Polarizability via DFPT (the IR/Raman driver) is computed in a single aims.x run and selected automatically from the requested properties and the system's periodicity: dfpt = dielectric for periodic cells, dfpt = polarizability for molecules.

qe (Quantum ESPRESSO — open source)

[labeling.calculator]
type    = "qe"
ecutwfc = 60.0
kpts    = [4, 4, 4]
pseudopotentials = { Si = "Si.pbe-n-kjpaw_psl.1.0.0.UPF" }
properties = ["dipole"]

Fully open source (the source-built traincraft-qe image), so the whole workflow can run with no licensed software. QE can compute polarizability/dielectric response via DFPT (ph.x with epsil/fpol); because QE is a periodic code, molecular polarizability is done in a vacuum supercell. That is a second binary (ph.x) after the SCF, which TrainCraft's qe plugin does not wire yet — so for polarizability today use fhi_aims, or extend build_qe with a ph.x step (a tracked extension point, not a QE limitation).

The labeling stage

When [labeling] is present, the pipeline labels the selected frames after the funnel:

[labeling.calculator]
type = "fhi_aims"
# … settings as above …

This produces, under the run workspace:

labeled_dft/
  labeled.extxyz        # frames with E/F/stress(+dipole/pol) and origin=dft_labeled
  manifest.json         # level of theory, property set, frame count, wall time
  frame_0000/ …         # per-frame work dirs (so file-IO calcs don't collide)

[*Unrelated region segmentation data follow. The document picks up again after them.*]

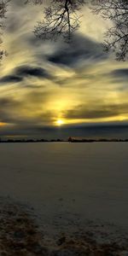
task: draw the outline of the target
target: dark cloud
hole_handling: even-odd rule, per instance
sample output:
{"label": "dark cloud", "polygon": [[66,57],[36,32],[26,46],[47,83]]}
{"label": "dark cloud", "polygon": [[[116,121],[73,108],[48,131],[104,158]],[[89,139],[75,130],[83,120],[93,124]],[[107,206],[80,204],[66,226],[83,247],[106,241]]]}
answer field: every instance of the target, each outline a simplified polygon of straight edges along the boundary
{"label": "dark cloud", "polygon": [[20,83],[28,76],[39,79],[53,79],[52,76],[42,67],[21,66],[16,67],[13,74],[0,79],[0,83]]}
{"label": "dark cloud", "polygon": [[112,71],[111,75],[119,78],[126,78],[128,79],[128,68],[119,68]]}
{"label": "dark cloud", "polygon": [[50,79],[50,74],[42,67],[21,66],[15,69],[15,73],[26,78],[26,76],[37,77],[41,79]]}
{"label": "dark cloud", "polygon": [[64,113],[67,119],[101,119],[117,116],[128,113],[128,104],[97,105],[96,108],[88,108],[86,106],[77,106],[74,109],[68,110]]}
{"label": "dark cloud", "polygon": [[18,75],[8,75],[0,79],[0,83],[20,83],[23,80],[23,78]]}
{"label": "dark cloud", "polygon": [[75,67],[80,61],[97,61],[107,58],[102,44],[92,41],[90,38],[76,35],[70,44],[61,46],[51,55],[48,61],[58,65]]}

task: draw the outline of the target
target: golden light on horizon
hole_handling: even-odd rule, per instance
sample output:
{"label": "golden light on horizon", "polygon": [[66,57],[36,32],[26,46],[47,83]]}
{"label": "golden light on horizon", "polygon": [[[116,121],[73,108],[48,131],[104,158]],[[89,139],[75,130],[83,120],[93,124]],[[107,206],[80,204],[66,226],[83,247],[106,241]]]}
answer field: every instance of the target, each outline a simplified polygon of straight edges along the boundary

Each labeled frame is tagged origin="dft_labeled" with its level_of_theory, so the expensive data stays cleanly separable from the cheap, ML-generated points (see Provenance). The dataset is built from these labeled frames.

Tip: to try the mechanics with zero deps, set [labeling.calculator] type = "emt" — EMT stands in for DFT and produces E/F/stress. examples/18 does this.